Да, лишенный дыхания! Я совершенно серьезно утверждаю, что полностью утратил дыхание. Его не хватило бы и на то, чтобы сдуть пушинку или затуманить гладкую поверхность зеркала, — даже если бы от этого зависело спасение моей собственной жизни. О злая судьба! Однако даже в этом первом приступе всепоглощающего отчаяния я все же обрел некоторое утешение. Тщательная проверка убедила меня в том, что я не окончательно лишился дара речи, как мне показалось вначале, когда я не смог продолжать свою интересную беседу с женой.
Речь у меня была нарушена лишь частично, и я обнаружил, что, стоило мне в ту критическую минуту понизить голос и перейти на гортанные звуки, — я мог бы и дальше изливать свои чувства. Ведь данная высота тона, как я сообразил, зависит не от потока воздуха, а от определенных спазматических движений, производимых мышцами гортани.
Я упал в кресло и некоторое время предавался размышлениям. Думы мои были, разумеется, весьма малоутешительны. Сотни смутных, печальных фантазий теснились в моем мозгу, и на мгновение у меня даже мелькнула мысль, не покончить ли с собой; но такова уж извращенность человеческой природы — она предпочитает отдаленное и неясное близкому к определенному. Итак, я содрогнулся при мысли о самоубийстве, как о самом ужасном злодеянии, одновременно прислушиваясь к тому, как полосатая кошка довольно мурлычет на своей подстилке и даже ньюфаундленд старательно выводит носом рулады, растянувшись под столом. Оба словно нарочно демонстрировали силу своих легких, явно насмехаясь над бессилием моих.
Терзаемый то страхом, то надеждой, я наконец услышал шаги жены, спускавшейся по лестнице. Когда я убедился, что она ушла, я с замиранием сердца вернулся на место катастрофы.
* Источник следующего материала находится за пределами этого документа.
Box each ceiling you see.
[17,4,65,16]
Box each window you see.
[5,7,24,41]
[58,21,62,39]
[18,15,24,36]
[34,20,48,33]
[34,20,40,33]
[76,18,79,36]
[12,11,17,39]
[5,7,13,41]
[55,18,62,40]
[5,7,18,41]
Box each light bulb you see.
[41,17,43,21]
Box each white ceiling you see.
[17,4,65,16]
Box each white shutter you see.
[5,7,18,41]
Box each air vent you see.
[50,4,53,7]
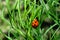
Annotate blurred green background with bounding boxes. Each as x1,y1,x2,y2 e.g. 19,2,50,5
0,0,60,40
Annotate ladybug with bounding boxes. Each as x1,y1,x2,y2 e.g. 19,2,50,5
32,19,39,28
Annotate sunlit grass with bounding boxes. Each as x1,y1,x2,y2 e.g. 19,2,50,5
0,0,60,40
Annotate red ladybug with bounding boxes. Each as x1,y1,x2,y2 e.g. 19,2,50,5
32,19,39,28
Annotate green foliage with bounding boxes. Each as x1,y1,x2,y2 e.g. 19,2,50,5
0,0,60,40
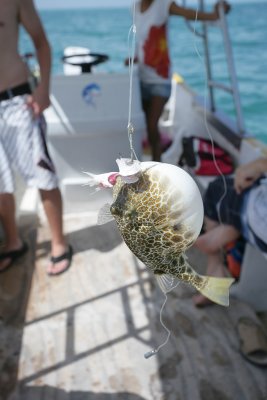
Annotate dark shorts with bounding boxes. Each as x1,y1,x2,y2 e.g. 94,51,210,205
204,176,244,231
140,82,171,102
205,176,267,252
Тщательно заперев дверь изнутри, я предпринял лихорадочные поиски. Быть может, думал я, то, что я ищу, скрывается где-нибудь в темном углу, в чулане, или притаилось на дне какого-нибудь ящика. Может быть, оно имеет газообразную или даже осязаемую форму. Большинство философов до сих пор придерживается весьма нефилософских воззрений на многие вопросы философии. Однако Вильям Годвин в своем «Мандевиле»[104] говорит, что «невидимое — единственная реальность»; а всякий согласится, что именно об этом и идет речь в моем случае. Я бы хотел, чтобы здравомыслящий читатель подумал, прежде чем называть подобные открытия пределом абсурда. Ведь Анаксагор[105], как известно, утверждал, что снег черный, и я не раз имел случай в этом убедиться.
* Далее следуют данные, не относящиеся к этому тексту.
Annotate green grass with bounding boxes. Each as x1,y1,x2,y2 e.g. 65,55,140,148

Долго и сосредоточенно продолжал я свои поиски, но жалкой наградой за мои труды и рвение были всего лишь одна фальшивая челюсть, два турнюра, вставной глаз да несколько billet-doux[106], адресованных моей жене мистером Вовесьдух. Кстати, надо сказать, что это доказательство пристрастия моей супруги к мистеру Вовесьдух не причинило мне особого беспокойства. То, что миссис Духвон питает нежные чувства к существу, столь непохожему на меня, — вполне законное и неизбежное зло. Всем известно, что я дороден и крепок, хотя в то же время несколько мал ростом. Что же удивительного, если миссис Духвон предпочла моего тощего, как жердь, приятеля, нескладность которого вошла в поговорку. Но вернемся к моему рассказу.
Как я уже сказал, мои усилия оказались напрасными. Шкаф за шкафом, ящик за ящиком, чулан за чуланом — все подверглось тщательному осмотру, но все втуне. Была, правда, минута, когда мне показалось, что труды мои увенчались успехом, — роясь в одном несессере, я нечаянно разбил флакон гранжановского «Елея архангелов» (беру на себя смелость рекомендовать его как весьма приятные духи).
С тяжелым сердцем воротился я в свой будуар, чтобы измыслить какой-нибудь способ обмануть проницательность жены хотя бы на то время, пока я успею подготовить все необходимое для отъезда за границу, — ибо на это я уже решился. В чужой стране, где меня никто не знает, мне, быть может, удастся скрыть свою ужасную беду, способную даже в большей степени, чем нищета, отвратить симпатии толпы и навлечь на несчастную жертву вполне заслуженное негодование людей добродетельных и счастливых. Я колебался недолго. Обладая от природы прекрасной памятью, я целиком выучил наизусть трагедию «Метамора»[107]. К счастью, я вспомнил, что при исполнении этой пьесы (или, во всяком случае, той ее части, которая составляет роль героя) нет никакой надобности в оттенках голоса, коих я был лишен, и что всю ее следует декламировать монотонно, причем должны преобладать низкие гортанные звуки.